(Review for New York Journal of Books) Charlie Savage, the Pulitzer Prize winning New York Times journalist, has put together a wide-ranging and important examination of the Obama presidency focusing on the legal-security challenges of modern war. The huge account, perhaps Savage’s Magnus Opus, chronicles how “interpreting and applying national security law to such turbulent and rapidly changing conditions” post-9/11 was a huge amount of work for an Obama administration that sought to define itself against his predecessor’s record.
Obama had promised “unprecedented level of openness in government” reversing a culture the Democrats claimed the Bush administration had created. Savage explains that Cheney in particular saw the law as encroaching on presidential power. The accumulation of executive power by the Bush presidency and potential violations of civil liberties and the rule of law, saw a response from Obama but one that was actually more continuity than change and was, as Savage writes, “more hawkish than many had expected.”
Indeed the Obama administration would focus on the ensuring the rule of law and not rolling back on the challenges to civil liberties. The focus was on waging a rules-based war, and as Obama would say “we do need to update our institutions to deal with this threat.”
Power Wars tracks in some detail how difficult Obama found it to end some of the programs that Bush had initiated. Nowhere was this difficulty more obvious than in the case of the failure to close Guantanamo Bay. While the new president would describe the closure as “really important to me and to the country” and order it closed in 2009, over seven years later it remains open at huge cost to the American taxpayer, not to mention that it continues to hemorrhage U.S. reputation legitimacy (witness ISIS use of the iconic jumpsuits used by its hostages). One hundred seven prisoners are still being held at the camp at the time of writing, and Savage contrasts how the executive branch closed Bagram prison fairly easily but with involvement of Congress and the courts couldn’t close Guantanamo Bay.
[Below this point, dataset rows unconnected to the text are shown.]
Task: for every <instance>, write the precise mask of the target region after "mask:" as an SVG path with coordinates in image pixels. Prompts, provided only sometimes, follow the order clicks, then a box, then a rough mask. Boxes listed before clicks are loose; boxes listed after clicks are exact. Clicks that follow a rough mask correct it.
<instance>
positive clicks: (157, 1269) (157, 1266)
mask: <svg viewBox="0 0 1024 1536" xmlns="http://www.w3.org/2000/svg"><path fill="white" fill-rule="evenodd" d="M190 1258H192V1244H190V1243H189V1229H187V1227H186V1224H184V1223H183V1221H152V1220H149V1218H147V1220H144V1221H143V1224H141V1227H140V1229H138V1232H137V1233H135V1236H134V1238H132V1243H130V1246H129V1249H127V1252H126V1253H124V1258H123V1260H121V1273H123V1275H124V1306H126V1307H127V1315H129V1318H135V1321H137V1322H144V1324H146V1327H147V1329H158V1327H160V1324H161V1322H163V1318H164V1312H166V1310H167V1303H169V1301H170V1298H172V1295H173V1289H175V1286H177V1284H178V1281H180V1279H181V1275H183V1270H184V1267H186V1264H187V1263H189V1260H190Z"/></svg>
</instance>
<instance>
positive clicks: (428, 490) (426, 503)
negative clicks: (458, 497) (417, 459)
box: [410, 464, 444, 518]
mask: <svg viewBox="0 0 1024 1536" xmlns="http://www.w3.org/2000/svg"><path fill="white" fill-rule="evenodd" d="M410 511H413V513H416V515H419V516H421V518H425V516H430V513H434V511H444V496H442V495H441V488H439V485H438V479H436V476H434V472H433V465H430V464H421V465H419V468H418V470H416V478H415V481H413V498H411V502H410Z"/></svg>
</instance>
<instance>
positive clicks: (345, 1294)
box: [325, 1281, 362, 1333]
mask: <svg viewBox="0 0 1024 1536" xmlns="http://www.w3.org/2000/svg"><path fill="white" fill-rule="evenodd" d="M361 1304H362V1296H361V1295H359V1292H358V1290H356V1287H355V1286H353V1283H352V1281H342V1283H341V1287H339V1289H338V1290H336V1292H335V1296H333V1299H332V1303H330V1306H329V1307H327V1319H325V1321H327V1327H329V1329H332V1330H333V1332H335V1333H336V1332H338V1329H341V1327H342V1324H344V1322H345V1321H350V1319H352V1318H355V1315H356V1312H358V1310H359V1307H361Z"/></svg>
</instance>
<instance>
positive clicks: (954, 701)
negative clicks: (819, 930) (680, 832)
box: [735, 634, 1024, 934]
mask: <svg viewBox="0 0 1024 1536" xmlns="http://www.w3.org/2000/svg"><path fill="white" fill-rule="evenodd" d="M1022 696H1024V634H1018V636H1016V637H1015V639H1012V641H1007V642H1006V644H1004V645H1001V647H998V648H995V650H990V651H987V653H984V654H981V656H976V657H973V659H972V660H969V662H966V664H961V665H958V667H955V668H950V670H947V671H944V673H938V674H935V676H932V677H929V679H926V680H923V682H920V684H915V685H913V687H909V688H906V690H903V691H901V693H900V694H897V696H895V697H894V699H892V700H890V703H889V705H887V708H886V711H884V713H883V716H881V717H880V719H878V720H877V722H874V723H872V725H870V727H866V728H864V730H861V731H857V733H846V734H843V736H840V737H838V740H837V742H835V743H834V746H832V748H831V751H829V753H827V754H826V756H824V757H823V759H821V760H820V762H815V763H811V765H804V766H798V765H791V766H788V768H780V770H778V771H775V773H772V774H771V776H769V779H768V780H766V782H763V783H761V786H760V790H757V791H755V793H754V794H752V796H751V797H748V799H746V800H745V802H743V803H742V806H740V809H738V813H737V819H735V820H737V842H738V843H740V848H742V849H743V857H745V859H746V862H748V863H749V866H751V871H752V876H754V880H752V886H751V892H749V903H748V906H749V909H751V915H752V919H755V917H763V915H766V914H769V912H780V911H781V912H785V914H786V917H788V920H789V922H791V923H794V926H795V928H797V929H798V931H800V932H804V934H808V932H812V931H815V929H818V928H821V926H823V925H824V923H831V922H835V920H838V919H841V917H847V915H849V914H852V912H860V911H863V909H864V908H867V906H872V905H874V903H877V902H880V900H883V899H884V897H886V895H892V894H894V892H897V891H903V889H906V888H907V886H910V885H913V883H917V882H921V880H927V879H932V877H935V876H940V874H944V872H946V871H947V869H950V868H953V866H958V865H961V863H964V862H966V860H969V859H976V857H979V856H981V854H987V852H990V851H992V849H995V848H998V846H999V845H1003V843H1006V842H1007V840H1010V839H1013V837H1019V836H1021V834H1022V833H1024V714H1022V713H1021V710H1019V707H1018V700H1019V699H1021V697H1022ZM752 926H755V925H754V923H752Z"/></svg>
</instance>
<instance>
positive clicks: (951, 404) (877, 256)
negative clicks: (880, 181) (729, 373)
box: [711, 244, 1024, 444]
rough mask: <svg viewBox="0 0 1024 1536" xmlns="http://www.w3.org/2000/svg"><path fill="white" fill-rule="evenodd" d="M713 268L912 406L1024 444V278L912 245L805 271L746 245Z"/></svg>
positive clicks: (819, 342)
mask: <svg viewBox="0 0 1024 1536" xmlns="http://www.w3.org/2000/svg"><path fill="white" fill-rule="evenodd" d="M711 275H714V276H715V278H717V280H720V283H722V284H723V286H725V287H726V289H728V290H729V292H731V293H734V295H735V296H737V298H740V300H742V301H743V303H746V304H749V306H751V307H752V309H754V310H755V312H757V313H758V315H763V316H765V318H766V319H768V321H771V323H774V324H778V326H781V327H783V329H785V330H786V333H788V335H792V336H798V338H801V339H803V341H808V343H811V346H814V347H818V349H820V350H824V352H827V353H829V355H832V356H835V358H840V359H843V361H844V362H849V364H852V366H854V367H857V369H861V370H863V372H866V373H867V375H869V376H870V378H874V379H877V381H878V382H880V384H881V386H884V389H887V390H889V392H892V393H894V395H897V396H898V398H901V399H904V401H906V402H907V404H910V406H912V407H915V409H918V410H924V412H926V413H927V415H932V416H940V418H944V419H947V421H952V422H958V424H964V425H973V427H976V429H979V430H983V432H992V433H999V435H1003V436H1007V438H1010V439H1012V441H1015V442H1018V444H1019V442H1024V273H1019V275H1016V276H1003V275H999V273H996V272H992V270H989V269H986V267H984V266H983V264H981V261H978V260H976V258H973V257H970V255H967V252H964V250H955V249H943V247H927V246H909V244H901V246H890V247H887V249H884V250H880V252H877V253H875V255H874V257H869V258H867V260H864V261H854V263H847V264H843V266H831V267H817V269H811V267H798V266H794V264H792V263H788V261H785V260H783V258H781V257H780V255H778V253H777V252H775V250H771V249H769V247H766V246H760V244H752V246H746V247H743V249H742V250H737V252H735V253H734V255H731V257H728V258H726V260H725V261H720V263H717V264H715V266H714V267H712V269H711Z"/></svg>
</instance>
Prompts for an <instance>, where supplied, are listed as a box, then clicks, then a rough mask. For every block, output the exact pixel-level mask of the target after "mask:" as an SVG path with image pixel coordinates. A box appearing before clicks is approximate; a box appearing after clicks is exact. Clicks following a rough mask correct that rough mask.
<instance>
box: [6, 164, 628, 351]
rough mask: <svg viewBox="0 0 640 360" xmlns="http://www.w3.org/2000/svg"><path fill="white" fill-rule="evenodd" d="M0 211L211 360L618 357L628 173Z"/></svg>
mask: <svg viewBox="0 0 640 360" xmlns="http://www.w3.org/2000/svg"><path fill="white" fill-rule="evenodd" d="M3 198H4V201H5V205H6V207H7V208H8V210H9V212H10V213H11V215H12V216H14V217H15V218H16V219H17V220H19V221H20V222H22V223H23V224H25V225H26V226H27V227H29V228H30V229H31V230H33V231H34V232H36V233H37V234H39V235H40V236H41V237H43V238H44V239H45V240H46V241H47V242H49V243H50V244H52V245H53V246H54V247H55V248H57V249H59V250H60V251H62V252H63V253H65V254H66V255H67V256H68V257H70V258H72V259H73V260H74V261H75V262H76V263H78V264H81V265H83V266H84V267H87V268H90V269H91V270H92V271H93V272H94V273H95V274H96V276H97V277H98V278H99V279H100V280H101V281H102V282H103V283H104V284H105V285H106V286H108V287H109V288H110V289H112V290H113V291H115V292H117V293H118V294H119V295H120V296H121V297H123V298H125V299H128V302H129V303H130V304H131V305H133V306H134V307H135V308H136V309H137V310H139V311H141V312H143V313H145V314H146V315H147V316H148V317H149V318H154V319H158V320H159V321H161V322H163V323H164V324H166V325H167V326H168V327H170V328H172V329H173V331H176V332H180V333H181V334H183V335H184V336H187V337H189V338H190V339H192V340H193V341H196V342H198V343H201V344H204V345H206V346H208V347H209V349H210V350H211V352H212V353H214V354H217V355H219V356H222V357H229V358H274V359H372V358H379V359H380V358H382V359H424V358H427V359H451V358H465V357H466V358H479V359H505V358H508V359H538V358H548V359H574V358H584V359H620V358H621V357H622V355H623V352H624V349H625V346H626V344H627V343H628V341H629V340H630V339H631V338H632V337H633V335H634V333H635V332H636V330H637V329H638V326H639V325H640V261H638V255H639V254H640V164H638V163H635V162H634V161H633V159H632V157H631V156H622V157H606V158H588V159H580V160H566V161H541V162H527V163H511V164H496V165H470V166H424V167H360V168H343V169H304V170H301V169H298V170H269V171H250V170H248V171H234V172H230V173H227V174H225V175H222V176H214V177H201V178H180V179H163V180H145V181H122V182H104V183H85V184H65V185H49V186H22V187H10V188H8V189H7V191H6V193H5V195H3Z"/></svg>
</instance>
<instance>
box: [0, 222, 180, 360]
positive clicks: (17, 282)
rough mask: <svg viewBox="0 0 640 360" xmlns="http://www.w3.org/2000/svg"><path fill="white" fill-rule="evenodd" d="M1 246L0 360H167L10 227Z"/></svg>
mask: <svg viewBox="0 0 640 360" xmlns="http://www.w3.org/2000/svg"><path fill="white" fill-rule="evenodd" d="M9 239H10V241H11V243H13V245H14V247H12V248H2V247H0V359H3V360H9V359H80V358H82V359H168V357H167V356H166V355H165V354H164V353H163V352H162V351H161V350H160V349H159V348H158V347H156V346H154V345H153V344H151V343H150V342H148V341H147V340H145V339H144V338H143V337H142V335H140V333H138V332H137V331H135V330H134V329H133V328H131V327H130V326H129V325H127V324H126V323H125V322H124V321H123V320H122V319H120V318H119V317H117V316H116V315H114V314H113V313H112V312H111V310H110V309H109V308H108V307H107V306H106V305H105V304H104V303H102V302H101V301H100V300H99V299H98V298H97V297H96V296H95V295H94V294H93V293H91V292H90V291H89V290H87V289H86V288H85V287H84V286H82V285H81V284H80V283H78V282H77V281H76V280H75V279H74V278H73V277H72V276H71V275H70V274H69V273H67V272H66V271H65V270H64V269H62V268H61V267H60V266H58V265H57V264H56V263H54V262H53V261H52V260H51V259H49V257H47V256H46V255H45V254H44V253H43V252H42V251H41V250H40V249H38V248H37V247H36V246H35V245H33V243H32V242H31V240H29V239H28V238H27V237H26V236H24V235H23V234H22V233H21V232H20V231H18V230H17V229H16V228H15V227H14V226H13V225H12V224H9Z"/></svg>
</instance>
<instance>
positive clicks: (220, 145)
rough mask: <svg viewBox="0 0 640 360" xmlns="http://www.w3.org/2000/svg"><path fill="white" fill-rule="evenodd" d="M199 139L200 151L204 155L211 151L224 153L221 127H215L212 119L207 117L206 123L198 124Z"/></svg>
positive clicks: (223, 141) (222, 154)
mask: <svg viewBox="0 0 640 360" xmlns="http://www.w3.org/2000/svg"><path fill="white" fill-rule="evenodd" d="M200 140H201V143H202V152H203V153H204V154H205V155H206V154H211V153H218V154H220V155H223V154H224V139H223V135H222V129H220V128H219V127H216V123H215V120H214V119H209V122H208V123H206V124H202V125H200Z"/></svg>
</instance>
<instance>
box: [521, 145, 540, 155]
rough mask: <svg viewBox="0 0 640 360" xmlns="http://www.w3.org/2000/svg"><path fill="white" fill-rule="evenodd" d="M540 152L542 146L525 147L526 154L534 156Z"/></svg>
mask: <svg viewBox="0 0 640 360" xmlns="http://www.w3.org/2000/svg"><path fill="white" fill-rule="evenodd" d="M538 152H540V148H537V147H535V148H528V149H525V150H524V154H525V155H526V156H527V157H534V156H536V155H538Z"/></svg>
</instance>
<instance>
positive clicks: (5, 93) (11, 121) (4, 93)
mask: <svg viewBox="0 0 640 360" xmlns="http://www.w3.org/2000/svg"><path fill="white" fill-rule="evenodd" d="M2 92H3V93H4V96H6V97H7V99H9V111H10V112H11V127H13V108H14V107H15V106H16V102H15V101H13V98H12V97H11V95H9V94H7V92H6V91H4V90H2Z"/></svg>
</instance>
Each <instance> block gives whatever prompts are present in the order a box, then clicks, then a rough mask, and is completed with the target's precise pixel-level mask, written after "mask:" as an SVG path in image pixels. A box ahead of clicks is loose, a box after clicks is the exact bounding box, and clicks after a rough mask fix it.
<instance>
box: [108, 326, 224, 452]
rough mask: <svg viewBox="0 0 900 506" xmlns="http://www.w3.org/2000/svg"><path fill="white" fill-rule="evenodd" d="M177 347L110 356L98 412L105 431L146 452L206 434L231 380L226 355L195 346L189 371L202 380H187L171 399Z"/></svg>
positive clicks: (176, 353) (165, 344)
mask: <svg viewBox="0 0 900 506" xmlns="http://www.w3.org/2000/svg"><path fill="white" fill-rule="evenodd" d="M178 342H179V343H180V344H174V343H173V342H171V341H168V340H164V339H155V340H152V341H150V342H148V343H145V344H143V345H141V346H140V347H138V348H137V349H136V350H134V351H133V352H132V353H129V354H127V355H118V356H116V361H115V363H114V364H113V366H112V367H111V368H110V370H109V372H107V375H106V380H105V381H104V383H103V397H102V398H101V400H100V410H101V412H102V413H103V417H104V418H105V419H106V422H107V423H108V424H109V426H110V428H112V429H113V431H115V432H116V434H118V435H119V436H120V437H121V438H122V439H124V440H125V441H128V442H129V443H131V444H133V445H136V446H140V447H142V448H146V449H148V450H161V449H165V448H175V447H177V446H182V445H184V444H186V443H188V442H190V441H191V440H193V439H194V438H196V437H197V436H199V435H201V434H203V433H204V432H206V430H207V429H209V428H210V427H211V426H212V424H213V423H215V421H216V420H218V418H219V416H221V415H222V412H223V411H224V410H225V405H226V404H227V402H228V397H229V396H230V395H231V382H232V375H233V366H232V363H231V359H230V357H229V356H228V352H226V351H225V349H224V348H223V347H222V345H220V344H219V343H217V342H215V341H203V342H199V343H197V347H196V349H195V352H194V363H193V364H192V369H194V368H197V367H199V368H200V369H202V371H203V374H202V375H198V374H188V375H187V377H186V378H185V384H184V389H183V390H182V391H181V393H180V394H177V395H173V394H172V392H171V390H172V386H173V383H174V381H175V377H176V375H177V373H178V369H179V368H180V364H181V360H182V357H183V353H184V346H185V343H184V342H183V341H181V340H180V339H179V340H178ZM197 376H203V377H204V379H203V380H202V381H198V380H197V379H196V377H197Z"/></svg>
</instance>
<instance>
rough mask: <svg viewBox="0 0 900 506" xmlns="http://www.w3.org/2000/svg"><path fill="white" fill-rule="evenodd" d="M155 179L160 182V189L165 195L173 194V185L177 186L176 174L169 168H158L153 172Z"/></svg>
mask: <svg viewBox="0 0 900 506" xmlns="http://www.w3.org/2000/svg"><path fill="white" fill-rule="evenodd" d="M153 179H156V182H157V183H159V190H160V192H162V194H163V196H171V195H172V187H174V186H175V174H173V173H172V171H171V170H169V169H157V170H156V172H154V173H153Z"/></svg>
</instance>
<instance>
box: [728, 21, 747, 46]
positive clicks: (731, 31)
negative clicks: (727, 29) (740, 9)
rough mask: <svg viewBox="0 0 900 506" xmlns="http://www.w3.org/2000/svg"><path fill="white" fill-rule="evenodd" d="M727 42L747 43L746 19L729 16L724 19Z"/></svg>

Facing the legal-security challenges saw Obama, who’d spent a decade teaching constitutional law, evolve into a extremely pragmatic “lawyerly” president. Yet Savage’s chronicle highlights the gap between rhetoric and action. The treatment and processing of “terrorist” suspects showed this challenge for a White House facing new problems and an extremely hostile Congress. The notion of moving suspects to civilian courts became a political hot potato and led Obama to adopt a military-civilian hybrid model. This was a costly choice, and in 2014 the US government spent $78 million, not including personnel costs, to achieve just 33 days of hearings in military commissions.
Savage is well placed to take us on the journey of the Obama presidency, having good contacts on his “beat” although his continual reminder that sections were being reported “for the first time” eventually begins to grate somewhat. The interaction of politics and personality at the top levels of government reads as a bureaucratic soap opera around the scope and limits of executive power in a new type of war.
Power Wars explores the challenges of bulk data collection and the prism scheme that by October 2011 saw the government was collecting “more than two hundred and fifty million Internet communications each year.” Snowden, Manning and Wikileaks all make an appearance as part of the story around the antagonism between secrecy versus transparency.
The impact of Snowden’s leaks are well told as having “killed a major, long-running program that was collecting data about Americans’ communications in bulk.” Yet Obama’s “war against whistleblowers” would see nine criminal cases on leaking in his first seven years compared to three under all previous presidents. Savage is clear where he stands on this issue writing that he opposes “the criminalization of unauthorized disclosures.”
While Obama did succeed in reducing the number of newly created classified secrets, other intentions were delayed by the difficulty in deescalating counterterrorism programs in the face of opposition who were warning that they would lead to “blood on his hands.”
In addition, the full range of in fighting between various Washington bodies is displayed in fights between the CIA and Senate Intelligence Committee, the White House and Congress, State and Pentagon, and many others. Obama’s pragmatism was sorely tested, and he steadily adapted to a “governing realpolitik in an era of congressional gridlock.”
One of the most high profile tactics of the Obama administration was the use of drone warfare and targeted killings. An interesting point is touched on but not hugely explored as to the challenge of how to define who is directly associated with Al Qaeda and therefore a legitimate target. Meanwhile the high profile killing of the American citizen Anwar al-Awlaki is explained as not a deliberate targeting but rather a consequence of his presence alongside other Al Qaeda leaders who were targets at the time. Yet Savage acknowledges the damage from the episode and that “the secrecy surrounding the killing of al-Awlaki raised a challenge to democratic accountability and America’s system of self-government.”
The overall narrative of Savage’s work is that of a president who wanted to scale back U.S. interventions abroad but found that the world and in particular his own domestic political system, wouldn’t cooperate. This sees Power Wars finish with an unanswered question following the Libya and Syria wars and the rise of ISIS about whether the U.S. now faces a never-ending conflict despite Obama being clear that America’s interests are not served by “endless war.”